Cairn Capital’s plan for a new fund that would provide up to £1.5bn of new property debt has been hit by Eurohypo’s lending freeze.
The Cairn Property Debt Fund is aiming to raise £250m of equity to provide junior debt for new property transactions.
It has an exclusive agreement with Eurohypo, giving it first right of refusal to provide an additional tranche of debt for any new senior loan underwritten by the bank.
However, the decision earlier this month by Eurohypo parent Commerzbank to suspend new business by its property finance unit until at least June next year leaves the fund temporarily stranded.
It is understood that Cairn is going to continue marketing the fund to investors, with the intention to start deals in the middle of next year if Eurohypo’s temporary lending suspension is lifted. There is no suggestion that the debt specialist will look for a new banking partner.
However, the delay is expected to raise issues in relation to investors which have already committed to the fund as it significantly changes the proposition.
Earlier this year it was reported that the fund had raised just over £70m of equity.
Peter Hansell, head of property at Cairn Capital, said: “The temporary withdrawal of Eurohypo from the lending market does not change the concept behind the fund and we are still confident that the concept works.”

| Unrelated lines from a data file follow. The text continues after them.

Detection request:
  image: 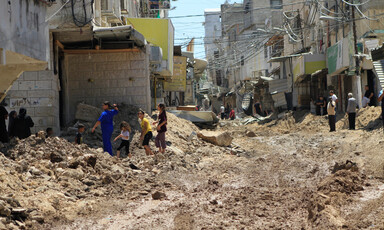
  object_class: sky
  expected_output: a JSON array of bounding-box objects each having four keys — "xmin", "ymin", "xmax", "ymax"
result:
[{"xmin": 169, "ymin": 0, "xmax": 236, "ymax": 59}]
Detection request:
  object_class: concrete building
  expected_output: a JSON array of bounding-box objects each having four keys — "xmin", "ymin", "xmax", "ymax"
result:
[
  {"xmin": 204, "ymin": 9, "xmax": 222, "ymax": 85},
  {"xmin": 0, "ymin": 0, "xmax": 174, "ymax": 134},
  {"xmin": 0, "ymin": 1, "xmax": 59, "ymax": 132}
]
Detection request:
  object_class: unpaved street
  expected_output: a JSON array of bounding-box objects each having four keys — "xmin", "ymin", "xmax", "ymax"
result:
[{"xmin": 54, "ymin": 111, "xmax": 384, "ymax": 229}]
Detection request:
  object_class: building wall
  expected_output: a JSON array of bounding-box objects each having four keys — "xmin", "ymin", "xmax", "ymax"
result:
[
  {"xmin": 63, "ymin": 48, "xmax": 151, "ymax": 122},
  {"xmin": 5, "ymin": 70, "xmax": 60, "ymax": 135},
  {"xmin": 0, "ymin": 0, "xmax": 49, "ymax": 61}
]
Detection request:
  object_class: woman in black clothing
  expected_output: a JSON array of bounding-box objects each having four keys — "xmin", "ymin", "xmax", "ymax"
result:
[{"xmin": 8, "ymin": 110, "xmax": 17, "ymax": 138}]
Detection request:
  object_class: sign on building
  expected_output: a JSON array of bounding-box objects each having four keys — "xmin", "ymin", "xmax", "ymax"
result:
[
  {"xmin": 149, "ymin": 0, "xmax": 171, "ymax": 10},
  {"xmin": 164, "ymin": 56, "xmax": 187, "ymax": 92}
]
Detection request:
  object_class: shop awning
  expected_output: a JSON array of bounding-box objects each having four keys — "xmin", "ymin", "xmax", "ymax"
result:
[
  {"xmin": 268, "ymin": 52, "xmax": 312, "ymax": 63},
  {"xmin": 292, "ymin": 54, "xmax": 326, "ymax": 83}
]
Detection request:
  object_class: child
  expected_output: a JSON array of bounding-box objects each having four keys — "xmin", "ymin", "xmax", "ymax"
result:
[
  {"xmin": 137, "ymin": 110, "xmax": 153, "ymax": 156},
  {"xmin": 114, "ymin": 121, "xmax": 132, "ymax": 158},
  {"xmin": 75, "ymin": 124, "xmax": 85, "ymax": 145},
  {"xmin": 153, "ymin": 103, "xmax": 167, "ymax": 153},
  {"xmin": 45, "ymin": 128, "xmax": 53, "ymax": 138}
]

Caroline Philips, head of structured debt at Eurohypo, said: “We still fundamentally believe in the concept of the fund, but our ability to source new loans will be limited until we commence lending again.”
“The whole concept of encouraging non-bank parties into the real estate finance sector is not going to go away.”
The Cairn fund was set up to provide junior debt, taking the total loan up to a maximum of 75%. It would allow Eurohypo to effectively offer borrowers loans at higher LTV ratios, while reducing the amount of equity needed.
The ability to provide loans at higher LTVs should allow the fund to provide an estimated £1.5bn of new debt. It aims to make between 10 and 20 junior loans of £5m to £35m.
Cairn is the fund manager, and Schroders was brought on board to give property advice over the seven-year life of the fund. The investment period was set at 18 months and the fund aims to provide a core return of around 7%.